То есть каков враг, таков должен быть и его противник. Иначе не получится ничего.

Враг – абсолютное зло – есть. Святых – нет.

Есть толпа грешных людей со своими заморочками в голове, со своими мотивами, желаниями, обидами, амбициями. Им надо эту святость в себе найти.

Иначе говоря, выдавить из себя каплю святости, как выдавливают из пальца каплю крови в поликлинике, когда берут анализ. Выдавить – и использовать как оружие. Иначе враг возьмет верх.

Мусю передают с рук на руки. Смена за сменой. Юные девочки-волонтеры встречают Новый год не в клубе и не на даче, а над кроваткой Муси. Мусе очень плохо.

Я захожу к ней на полчаса, я пришла по другому делу. Мой тогдашний подопечный – полугодовалый мальчик Нуран, лежит в соседнем боксе.

Муся непрерывно плачет. Вернее сказать – скулит. На громкий, требовательный плач здорового ребенка она не способна – сил нет. У нее и права нет так плакать, чтоб по первому звуку бежали к постельке мама, папа и бабушка. Откуда-то она это, кажется, знает… Во рту у Муси «грибы», есть она не может, рот надо все время обрабатывать, все кровит, ей капают химию…

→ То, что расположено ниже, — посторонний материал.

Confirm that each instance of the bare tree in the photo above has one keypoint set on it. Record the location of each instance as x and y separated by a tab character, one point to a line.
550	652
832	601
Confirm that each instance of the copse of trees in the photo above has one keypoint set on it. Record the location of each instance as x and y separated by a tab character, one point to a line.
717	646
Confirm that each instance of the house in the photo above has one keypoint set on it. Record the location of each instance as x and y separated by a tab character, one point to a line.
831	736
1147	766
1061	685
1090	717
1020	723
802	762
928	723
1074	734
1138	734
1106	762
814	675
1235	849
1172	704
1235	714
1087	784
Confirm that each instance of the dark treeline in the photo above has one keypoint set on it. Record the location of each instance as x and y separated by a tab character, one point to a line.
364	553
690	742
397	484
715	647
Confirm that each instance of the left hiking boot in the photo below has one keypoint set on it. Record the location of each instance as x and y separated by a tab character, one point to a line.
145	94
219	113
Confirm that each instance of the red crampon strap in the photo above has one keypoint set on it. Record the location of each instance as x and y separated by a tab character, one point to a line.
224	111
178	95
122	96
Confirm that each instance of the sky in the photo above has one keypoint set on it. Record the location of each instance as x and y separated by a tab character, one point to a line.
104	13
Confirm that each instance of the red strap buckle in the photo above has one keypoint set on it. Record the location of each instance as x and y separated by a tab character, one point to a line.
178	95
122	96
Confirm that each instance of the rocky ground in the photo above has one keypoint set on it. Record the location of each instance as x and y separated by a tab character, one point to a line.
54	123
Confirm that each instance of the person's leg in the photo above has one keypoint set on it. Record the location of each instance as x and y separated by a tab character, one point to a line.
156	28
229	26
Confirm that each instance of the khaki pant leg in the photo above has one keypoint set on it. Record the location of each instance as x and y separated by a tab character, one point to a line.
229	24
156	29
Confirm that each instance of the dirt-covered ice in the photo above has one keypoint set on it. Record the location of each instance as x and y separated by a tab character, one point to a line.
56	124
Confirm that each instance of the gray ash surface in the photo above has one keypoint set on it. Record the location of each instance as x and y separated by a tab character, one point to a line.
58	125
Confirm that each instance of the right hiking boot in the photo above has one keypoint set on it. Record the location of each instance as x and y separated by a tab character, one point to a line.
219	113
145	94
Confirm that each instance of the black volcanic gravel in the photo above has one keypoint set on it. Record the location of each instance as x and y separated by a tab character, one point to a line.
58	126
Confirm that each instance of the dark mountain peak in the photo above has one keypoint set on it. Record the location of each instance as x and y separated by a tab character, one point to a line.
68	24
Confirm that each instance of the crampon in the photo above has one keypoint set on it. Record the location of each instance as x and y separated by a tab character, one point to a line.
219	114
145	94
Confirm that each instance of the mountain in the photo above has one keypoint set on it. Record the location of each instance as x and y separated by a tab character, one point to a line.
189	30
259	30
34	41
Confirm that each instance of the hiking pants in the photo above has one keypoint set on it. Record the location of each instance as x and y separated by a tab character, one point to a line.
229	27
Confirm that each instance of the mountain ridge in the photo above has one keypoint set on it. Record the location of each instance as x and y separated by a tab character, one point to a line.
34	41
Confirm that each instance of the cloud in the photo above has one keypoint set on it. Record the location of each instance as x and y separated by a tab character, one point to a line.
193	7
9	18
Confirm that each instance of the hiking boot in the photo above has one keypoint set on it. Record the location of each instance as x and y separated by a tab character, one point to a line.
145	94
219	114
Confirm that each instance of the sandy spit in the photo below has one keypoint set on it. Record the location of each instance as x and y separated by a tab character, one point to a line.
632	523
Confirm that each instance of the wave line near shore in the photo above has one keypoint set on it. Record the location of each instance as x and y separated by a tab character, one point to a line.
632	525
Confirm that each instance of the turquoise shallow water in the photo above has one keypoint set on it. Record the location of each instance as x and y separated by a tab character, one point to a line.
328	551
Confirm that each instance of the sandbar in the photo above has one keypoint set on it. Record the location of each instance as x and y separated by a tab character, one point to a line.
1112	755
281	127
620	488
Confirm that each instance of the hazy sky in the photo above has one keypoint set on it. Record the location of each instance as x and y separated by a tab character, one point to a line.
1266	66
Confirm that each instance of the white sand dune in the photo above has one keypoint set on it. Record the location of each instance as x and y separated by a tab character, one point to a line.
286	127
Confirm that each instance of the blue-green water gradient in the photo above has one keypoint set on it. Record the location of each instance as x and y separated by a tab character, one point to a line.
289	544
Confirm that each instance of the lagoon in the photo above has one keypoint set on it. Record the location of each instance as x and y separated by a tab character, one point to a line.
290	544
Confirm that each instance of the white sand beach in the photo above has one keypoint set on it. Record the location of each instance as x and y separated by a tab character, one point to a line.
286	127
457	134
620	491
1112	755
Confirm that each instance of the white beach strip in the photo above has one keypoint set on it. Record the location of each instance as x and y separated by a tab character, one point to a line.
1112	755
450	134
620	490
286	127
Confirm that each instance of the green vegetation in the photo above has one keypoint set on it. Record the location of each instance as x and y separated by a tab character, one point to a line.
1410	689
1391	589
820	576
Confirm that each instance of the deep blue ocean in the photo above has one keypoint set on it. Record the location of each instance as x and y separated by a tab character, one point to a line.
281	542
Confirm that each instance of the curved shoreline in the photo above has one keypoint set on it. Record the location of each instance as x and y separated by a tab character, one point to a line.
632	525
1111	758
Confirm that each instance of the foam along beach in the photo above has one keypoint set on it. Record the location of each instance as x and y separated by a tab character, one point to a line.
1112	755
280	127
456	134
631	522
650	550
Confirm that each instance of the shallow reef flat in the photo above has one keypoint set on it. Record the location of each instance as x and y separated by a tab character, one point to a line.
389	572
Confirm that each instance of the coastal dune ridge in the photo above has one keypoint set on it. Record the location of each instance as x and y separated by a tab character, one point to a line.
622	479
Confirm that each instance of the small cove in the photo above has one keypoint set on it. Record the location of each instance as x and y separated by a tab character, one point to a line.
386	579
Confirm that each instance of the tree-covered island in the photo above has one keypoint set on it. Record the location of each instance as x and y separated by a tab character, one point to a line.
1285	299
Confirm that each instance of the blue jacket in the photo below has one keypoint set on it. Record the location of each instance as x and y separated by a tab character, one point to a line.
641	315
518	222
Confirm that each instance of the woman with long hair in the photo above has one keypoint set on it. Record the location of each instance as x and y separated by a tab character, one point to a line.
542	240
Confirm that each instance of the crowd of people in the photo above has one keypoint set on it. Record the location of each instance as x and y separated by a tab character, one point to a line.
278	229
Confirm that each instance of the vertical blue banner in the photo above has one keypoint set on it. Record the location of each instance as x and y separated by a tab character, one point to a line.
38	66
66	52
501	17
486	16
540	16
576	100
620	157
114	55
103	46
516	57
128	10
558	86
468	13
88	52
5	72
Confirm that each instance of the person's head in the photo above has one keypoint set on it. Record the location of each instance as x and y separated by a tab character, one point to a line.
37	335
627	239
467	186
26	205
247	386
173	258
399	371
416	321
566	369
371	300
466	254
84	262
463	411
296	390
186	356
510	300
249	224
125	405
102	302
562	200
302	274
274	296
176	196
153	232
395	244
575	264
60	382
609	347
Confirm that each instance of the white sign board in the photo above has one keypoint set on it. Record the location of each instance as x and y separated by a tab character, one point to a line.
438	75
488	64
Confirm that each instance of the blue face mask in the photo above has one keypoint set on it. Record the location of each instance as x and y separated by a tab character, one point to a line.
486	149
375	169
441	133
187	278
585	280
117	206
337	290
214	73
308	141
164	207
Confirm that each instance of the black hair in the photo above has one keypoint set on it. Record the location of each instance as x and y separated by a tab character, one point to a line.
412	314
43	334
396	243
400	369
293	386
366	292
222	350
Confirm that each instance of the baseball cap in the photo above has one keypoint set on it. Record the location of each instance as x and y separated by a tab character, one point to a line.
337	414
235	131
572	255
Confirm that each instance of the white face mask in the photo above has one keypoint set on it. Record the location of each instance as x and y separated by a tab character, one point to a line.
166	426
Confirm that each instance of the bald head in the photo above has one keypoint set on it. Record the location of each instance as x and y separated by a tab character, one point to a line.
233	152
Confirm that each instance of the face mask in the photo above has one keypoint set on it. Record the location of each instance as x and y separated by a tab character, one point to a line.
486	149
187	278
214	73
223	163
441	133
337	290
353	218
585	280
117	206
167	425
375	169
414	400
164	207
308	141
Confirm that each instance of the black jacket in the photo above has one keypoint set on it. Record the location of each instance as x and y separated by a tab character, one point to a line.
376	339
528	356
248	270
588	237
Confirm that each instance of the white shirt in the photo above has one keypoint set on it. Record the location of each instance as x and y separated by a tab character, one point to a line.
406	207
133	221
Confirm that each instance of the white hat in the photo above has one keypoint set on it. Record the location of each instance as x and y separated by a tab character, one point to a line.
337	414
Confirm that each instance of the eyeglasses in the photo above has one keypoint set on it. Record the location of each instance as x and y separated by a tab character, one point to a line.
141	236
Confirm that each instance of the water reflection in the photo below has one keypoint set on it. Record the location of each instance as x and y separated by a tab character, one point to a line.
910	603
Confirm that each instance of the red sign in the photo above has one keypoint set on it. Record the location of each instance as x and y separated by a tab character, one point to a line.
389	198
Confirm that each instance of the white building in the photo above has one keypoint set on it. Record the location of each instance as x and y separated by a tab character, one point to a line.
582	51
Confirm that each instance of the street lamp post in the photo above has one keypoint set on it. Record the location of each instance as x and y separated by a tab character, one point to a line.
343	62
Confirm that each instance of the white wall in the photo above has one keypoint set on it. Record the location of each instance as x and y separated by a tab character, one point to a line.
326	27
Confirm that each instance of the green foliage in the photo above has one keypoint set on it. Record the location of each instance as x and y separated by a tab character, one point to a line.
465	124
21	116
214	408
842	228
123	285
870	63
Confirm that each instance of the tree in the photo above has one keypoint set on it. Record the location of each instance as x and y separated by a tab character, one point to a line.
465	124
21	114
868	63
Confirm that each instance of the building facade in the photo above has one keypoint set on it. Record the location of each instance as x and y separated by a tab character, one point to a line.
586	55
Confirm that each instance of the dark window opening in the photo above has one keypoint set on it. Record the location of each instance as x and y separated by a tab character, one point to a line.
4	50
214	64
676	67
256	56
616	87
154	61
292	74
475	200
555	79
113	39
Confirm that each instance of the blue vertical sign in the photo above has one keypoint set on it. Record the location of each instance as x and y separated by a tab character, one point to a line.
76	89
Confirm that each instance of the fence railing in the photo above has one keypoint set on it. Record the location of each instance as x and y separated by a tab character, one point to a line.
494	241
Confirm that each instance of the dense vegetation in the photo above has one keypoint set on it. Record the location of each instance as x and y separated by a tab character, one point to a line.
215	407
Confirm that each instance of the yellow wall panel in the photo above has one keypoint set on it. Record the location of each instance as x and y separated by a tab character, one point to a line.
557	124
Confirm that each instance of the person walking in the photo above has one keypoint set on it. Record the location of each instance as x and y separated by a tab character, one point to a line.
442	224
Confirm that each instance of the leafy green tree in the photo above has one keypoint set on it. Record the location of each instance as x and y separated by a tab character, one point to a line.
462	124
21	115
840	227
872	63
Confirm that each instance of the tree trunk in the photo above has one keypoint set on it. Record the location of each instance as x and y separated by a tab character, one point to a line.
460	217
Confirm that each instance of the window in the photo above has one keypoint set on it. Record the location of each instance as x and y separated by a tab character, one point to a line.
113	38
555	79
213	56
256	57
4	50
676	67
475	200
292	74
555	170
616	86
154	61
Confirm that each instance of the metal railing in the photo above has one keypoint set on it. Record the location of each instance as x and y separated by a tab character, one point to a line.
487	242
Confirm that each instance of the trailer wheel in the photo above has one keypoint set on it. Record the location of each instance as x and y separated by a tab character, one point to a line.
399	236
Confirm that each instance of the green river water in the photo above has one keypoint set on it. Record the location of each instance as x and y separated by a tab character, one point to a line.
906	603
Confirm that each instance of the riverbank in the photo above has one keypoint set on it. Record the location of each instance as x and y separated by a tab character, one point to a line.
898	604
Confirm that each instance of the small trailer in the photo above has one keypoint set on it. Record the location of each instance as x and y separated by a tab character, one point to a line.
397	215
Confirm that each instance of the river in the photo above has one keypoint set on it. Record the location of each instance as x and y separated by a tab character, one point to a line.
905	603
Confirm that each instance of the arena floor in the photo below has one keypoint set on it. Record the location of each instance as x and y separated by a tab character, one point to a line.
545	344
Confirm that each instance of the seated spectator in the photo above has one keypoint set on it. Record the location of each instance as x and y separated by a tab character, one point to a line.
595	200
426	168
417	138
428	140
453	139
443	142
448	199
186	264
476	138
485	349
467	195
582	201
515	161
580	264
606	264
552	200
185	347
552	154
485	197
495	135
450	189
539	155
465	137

Меня оставляют с девочкой ненадолго – надо отпустить волонтера хотя бы выпить чаю.

Сначала я пробую держать ее на руках, но я отвыкла, я не помню…

Я стою над кроватью, положив на Мусю руки. От человеческого тепла Муся перестает скулить и только тихо хнычет. Две мои руки покрывают все Мусино тельце.

Если вы спросите про Бога, то я твердо знаю, где в это время находится Бог.

Он лежит вот в этой кроватке, и я стою, положив на Него руки, укачиваю и бормочу: «Прости, Господи, прости, Господи!»

У меня дела, мне пора, моей святости – полкапли…

А потом происходит вот что.

Находится девушка. Девушку зовут Оля. Она красотка, на плече у нее вытатуирован дракон, она любит рок и мотоциклы. Увидев Мусю, Оля забывает о мотоциклах и драконах и остается в боксе.

Она бросает свою жизнь, дела, работу и переселяется в отделение онкогематологии. Она, кажется, не спит и не ест. Она сутками стоит над кроваткой. Соседки по боксу говорят: «Как ни проснусь – она что-то с ней делает!»

Оля говорит с Мусей. Без конца что-то лепечет и мажет, вытирает, моет, меняет…

Проходит две недели. Я захожу к Мусе на минутку, я опять пришла по другому делу. Я захожу – и обмираю. Улыбающаяся розовощекая Муся безо всяких грибов лежит в кроватке и, как некий фантастический локатор, следит за Олей. Нет, это не точно… Точно сформулировать трудно. Она СВЕТИТСЯ в Олину сторону. Тянет к ней ручонки и смеется. И Оля ее щекочет, поет над ней, как большая птица, а Муся поет в ответ как маленькая птичка.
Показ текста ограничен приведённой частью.